Prediction is hard. Nate Silver: “Since the stock market is one of the economic variables the model considers, Mr. Obama’s probability of winning the Electoral College rose with the European news, to 67.8 percent.” Good thing Mr. Market is never manipulated. Oh, wait…

The trail. Razor edge: “We find little evidence of a ‘wave’ election developing, and that means Democrats would have to cherry-pick themselves to a gain of 25 seats, an almost impossible challenge.” Razor edge: “The three NBC/Marist Institute swing state polls released Thursday reconfirm the picture painted by the Quinnipiac University polls unveiled Wednesday in three other swing states: the presidential race stands on a knife’s edge, with both President Obama and Mitt Romney facing substantial vulnerabilities with undecided voters.

Fast & Furious: “Darrell Issa (R-Calif.) quietly dropped a bombshell letter into the Congressional Record. The May 24 letter to Rep. Elijah Cummings (D-Md.), ranking member on the panel, quotes from and describes in detail a secret wiretap application… [R]eleasing such information to the public would ordinarily be illegal. But Issa appears to be protected by the Speech or Debate Clause in the Constitution.” So the nutso R, Issa, does something that sane, polite Ds could also do on torture, assassinations, warrantless surveillance, and a host of other issues they claim are important to them … But never do. So who’s nutso, really? “[DEPUTY AG JAMES COLE:] We will not prosecute an executive branch official under the contempt of Congress statute for withholding subpoenaed documents pursuant to a presidential assertion of executive privilege.’ [T]he department relied in large part on a Justice Department legal opinion crafted during Republican Ronald Reagan’s presidency.”

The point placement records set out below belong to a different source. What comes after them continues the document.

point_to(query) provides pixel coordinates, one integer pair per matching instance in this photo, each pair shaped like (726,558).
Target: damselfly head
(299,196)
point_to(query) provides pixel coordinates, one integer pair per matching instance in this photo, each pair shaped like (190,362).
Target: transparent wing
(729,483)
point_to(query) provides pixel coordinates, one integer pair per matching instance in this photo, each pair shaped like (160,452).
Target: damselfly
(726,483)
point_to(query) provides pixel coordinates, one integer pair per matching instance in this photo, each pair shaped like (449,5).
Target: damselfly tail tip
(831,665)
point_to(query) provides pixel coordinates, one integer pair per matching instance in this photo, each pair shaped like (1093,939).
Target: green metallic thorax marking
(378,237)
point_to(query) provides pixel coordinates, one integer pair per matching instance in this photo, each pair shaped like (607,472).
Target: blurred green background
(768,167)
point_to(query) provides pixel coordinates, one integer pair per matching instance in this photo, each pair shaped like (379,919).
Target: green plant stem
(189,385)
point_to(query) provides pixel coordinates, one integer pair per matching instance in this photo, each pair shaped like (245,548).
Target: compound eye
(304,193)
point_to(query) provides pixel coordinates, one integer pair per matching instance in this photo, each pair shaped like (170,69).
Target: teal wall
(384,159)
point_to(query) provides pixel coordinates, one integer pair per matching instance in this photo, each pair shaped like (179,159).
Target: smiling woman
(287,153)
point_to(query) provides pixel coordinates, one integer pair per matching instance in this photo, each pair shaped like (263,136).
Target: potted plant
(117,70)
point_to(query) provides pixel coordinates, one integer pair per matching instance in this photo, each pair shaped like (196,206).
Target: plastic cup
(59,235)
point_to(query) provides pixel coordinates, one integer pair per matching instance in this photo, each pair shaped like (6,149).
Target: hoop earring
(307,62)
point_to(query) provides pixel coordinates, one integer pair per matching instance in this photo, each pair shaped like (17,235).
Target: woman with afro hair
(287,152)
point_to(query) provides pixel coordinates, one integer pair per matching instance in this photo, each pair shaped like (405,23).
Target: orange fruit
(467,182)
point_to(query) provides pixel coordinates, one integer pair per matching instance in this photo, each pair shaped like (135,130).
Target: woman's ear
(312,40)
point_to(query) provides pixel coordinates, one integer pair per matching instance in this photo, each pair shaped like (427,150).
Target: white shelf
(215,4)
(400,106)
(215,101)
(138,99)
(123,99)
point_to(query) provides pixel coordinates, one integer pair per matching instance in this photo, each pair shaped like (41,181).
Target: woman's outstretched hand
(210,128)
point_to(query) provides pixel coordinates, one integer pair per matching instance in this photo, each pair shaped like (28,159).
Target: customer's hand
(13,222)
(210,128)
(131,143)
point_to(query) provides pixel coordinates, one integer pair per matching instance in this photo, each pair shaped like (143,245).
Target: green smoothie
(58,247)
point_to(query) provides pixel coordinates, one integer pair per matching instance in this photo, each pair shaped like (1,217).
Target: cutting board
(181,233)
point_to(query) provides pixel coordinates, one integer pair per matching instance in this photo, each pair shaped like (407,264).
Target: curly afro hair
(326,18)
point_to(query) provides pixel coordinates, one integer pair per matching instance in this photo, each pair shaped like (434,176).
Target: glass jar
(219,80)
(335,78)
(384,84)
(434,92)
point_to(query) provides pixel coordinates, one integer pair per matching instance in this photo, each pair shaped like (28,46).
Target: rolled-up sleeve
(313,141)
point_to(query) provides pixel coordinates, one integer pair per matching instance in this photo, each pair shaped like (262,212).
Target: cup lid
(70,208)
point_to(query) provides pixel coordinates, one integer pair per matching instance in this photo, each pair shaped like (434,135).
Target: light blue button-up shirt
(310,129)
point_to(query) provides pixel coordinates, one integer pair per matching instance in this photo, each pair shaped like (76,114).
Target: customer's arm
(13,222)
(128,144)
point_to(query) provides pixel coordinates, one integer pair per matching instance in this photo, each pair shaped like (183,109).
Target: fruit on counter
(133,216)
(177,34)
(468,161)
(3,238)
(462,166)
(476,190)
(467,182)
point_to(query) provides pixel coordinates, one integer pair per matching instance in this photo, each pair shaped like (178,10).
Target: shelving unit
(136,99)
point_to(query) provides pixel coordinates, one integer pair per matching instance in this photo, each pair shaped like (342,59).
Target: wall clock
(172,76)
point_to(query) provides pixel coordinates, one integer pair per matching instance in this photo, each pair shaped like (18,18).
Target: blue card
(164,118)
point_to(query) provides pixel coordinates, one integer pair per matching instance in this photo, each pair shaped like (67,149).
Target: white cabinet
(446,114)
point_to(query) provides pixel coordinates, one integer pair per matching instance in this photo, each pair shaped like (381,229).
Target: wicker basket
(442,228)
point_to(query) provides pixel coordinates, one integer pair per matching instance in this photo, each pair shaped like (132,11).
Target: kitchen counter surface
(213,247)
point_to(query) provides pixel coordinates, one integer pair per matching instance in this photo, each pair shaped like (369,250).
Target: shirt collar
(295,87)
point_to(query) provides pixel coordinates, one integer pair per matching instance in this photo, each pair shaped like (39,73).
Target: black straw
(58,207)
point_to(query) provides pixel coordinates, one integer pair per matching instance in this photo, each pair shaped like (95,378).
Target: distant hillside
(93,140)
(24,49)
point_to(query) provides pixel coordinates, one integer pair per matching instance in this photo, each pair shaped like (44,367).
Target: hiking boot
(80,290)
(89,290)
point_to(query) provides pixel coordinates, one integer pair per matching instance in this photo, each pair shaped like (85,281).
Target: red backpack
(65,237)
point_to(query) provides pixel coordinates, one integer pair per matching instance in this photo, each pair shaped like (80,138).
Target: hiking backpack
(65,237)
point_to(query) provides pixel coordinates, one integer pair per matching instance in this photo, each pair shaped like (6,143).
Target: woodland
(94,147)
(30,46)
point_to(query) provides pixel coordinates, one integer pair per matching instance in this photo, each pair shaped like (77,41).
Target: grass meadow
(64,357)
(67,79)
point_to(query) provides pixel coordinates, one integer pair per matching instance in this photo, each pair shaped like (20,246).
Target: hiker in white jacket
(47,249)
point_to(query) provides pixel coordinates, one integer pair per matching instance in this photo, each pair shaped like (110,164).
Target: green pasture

Elizabeth Warren: “Of course Menino will endorse and help out Warren. But he’s got a reasonably good relationship with Scotto, plus he doesn’t want to unnecessarily tick off the many Brown-voting conservative-Catholic-Democrats in the city, plus he probably wants Warren to make clear that she understands how important he and his machine are. So he can wait a good while.”

Robama vs. Obomney watch. Romney supported the mandate in 2006 when he adopted RomneyCare. When Obama passed RomneyCare, Romney flipped and opposed the mandate. Obama opposed the mandate in 2008. Then Obama passed RomneyCare in the form of ObamaCare, flipped, and supports the mandate. Both sides: “ZOMG!!!! He’s a FLIP-FLOPPER!!!!” And of course, both sides are right. One good thing: Now that the Obama Fans are swooning over John Roberts, we aren’t hearing any more of the “ZOMG!!!! Teh Supreme Court!!! foo fra.”

Romney. “Romney increases criticism of Obama (with handy chart). Teebee: “The 30-second ad, titled “Shame on You,” shows footage of Clinton, Obama’s rival for the Democratic nomination in 2008, accusing Obama of spending “millions of dollars perpetuating falsehoods” in the hotly contested nominatiVon battle. “Shame on you, Barack Obama,” Clinton, now Obama’s secretary of state, says in the footage.” Cheeky!

Obama. Plouffe: “The White House is encouraging congressional Democrats to go on the offensive after the Supreme Court upheld the president’s signature healthcare legislation Thursday, urging members on the campaign trail to ‘illustrate how the President and Democrats in Congress are standing up for the middle class.’” Shorter Plouffe: Let’s you and him fight.

* 71 days ’til the Democratic National Convention ends with peeled grapes on the floor of the Bank of America Stadium, Charlotte, NC. Nora Ephron was 71.